|
С барыней старой, капризной и знатной,
В скучном салоне сидит приживалка,
Тоже старушка; одета опрятно,
Личико сморщено, кротко и жалко;
Что-то покорное в каждом движеньи,
В бледной улыбке застыло терпенье.
К пяльцам нагнувшись седой головою,
Гладью букеты по белому шелку
Шьет она молча, привычной рукою,
Словно рисует послушной иголкой:
И как живые выходят букеты,
Пестрые, полные блеска и цвета.
Медленно идут часы за часами;
Слышен лишь изредка крик попугая,
Да, осторожно скрипя башмаками,
Чинно по мягким коврам выступая,
Старый лакей с этикетом старинным
Курит духами в салоне пустынном.
Барыня дремлет над скучным пасьянсом;
Входят на цыпочках в комнату внучки
С льстивым приветом, с большим реверансом,
Крепко целуют ей желтые ручки.
“Тысячу первую шьете подушку?” -
Дразнят они приживалку-старушку.
Молча стегает она, как машина.
Им не видать, как пред нею в молчаньи
Счастья былого проходят картины,
Как оживают былые страданья.
В сердце под ветхою тканью капота
Скрыта мудреная эта работа.
Шьет она пышные алые розы.
“Как он любил их, Сережа мой милый!” -
Вспомнила вдруг. Навернулися слезы,
Грезится счастье, разлука, могила.
Барыня к ней обратилась с вопросом:
“Что ты, голубушка, шмыгаешь носом?”
Шьет приживалка опять, вспоминая:
“Бедно мы жили, а славно, чистенько…
Он на уроках, а я вышиваю…
Знали мы счастье, хоть, правда, частенько
Класть приходилось нам зубы на полку…”
Снова быстрей заходила иголка.
“Вася родился… И тут-то вот вскоре
С неба упало и нас поразило,
Молнией словно, нежданное горе.
Точно во сне, в страшном сне это было…
Взяли его у меня… Он в остроге…
Голову бреют… Закованы ноги…”
“Милая, встань!
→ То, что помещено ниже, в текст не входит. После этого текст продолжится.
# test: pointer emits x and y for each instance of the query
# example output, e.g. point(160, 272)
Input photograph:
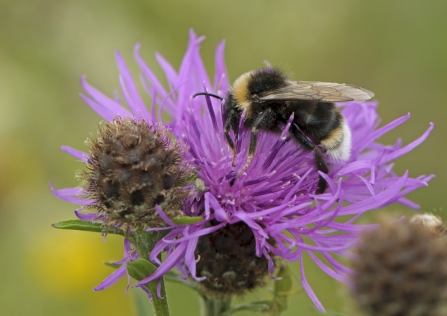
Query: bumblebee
point(269, 98)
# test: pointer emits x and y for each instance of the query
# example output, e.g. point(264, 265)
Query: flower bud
point(400, 270)
point(132, 168)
Покажи, что нашила…
Как ты испортила этот бутончик…
Мокрый весь!.. Чем ты его замочила?..
Дай табакерку мне… Где мой флакончик?..” -
Барыня с кашлем глухим проворчала…
Спирту нюхнула и вновь задремала.
Шьет приживалка опять, как машина.
“Он не доехал туда, слава богу…”
Грезится ей снеговая равнина,
Грезится в саване белом дорога…
Там успокоился он - ее милый…
Есть ли хоть крест над безвестной могилой?..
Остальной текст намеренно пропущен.